I’m quite fond of my Mr Big-head (my triceratops). True, he looks a bit menacing, even with the pale blue coat he has been given. And his eyes are, shall we say, somewhat baleful. But he is herbivorous and he looks ready for a jaunt into Hexham or Wareham.
He came as a present or perhaps I should say a joke., maybe on a fathers’ day. And he has surveyed the scene ever since.
When G.K. Chesterton wrote his poem ‘The Donkey’, he couldn’t have been aware of the triceratops. The donkey has a big head, it is true (not to mention big ears) but the donkey is not to be compared with this ten-ton creature from the Cretaceous period. He became extinct along with the rest of the dinosaurs and turned up in north America in 1889.

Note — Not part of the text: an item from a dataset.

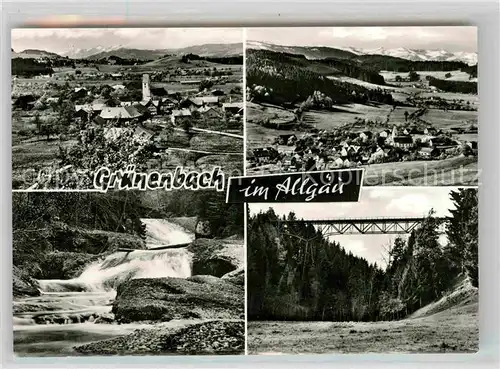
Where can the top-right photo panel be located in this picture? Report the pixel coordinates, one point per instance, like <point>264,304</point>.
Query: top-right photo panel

Unlike the donkey with his cross on his back, he took no significant part in world events. But hr must be at least a candidate for the biggest head in prehistory. How he kept this gigantic bony structure aloft takes us beyond imagination. He was herbivorous, so might have had a placid temperament and we have had to manage without him.

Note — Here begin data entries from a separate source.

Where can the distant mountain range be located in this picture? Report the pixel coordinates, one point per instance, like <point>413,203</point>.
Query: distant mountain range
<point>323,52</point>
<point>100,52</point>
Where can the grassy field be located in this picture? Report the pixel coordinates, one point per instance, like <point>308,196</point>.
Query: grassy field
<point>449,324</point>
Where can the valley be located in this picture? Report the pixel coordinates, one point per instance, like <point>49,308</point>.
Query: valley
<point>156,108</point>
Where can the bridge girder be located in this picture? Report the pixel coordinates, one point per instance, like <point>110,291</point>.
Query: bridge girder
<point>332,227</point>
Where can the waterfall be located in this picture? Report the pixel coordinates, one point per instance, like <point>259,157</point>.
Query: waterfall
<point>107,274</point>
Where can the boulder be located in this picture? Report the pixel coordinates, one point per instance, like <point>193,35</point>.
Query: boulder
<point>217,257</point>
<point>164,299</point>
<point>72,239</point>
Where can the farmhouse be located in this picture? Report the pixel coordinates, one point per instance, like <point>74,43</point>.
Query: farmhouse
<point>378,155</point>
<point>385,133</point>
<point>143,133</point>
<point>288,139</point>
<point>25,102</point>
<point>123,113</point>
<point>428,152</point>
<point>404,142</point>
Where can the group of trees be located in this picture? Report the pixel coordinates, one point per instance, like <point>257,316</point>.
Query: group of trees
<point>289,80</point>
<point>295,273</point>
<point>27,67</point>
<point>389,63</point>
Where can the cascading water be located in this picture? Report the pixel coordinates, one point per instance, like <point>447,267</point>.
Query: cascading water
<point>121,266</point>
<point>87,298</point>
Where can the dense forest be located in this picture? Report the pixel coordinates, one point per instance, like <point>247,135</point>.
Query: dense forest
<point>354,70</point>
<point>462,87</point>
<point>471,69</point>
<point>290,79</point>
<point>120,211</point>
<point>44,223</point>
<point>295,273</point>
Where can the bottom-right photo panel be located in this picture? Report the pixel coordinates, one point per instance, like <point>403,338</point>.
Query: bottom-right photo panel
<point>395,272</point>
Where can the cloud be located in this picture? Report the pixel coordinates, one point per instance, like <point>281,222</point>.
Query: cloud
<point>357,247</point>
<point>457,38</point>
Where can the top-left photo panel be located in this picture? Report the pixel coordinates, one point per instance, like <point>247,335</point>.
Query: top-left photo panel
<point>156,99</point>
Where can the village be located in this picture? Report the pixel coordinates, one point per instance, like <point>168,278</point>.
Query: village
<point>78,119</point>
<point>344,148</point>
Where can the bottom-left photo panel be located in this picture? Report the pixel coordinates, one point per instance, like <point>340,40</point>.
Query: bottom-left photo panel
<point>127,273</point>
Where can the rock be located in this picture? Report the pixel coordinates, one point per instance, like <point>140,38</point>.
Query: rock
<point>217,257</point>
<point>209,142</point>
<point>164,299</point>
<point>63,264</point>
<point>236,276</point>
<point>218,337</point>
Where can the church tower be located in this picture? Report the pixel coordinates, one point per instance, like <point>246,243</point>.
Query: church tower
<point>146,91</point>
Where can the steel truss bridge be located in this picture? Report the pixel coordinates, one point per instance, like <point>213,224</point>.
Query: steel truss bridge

A pity that G.K. Chesterton had something on at the time that prevented his writing a poem about this obliging fellow. A pity, too, that Blake did not take on the job of introducing him to the world at large. He deserves no less.
And while we’re about it, what made the Creator think of a cosmos as we know it? Did he choose the style we know out of a range of possibilities? But he is the author of that range in any case. My ten-ton charmer (cardboard and bead and blue décor) looks remarkably like a man’s best friend hoping for an outing. I mustn’t disappoint him.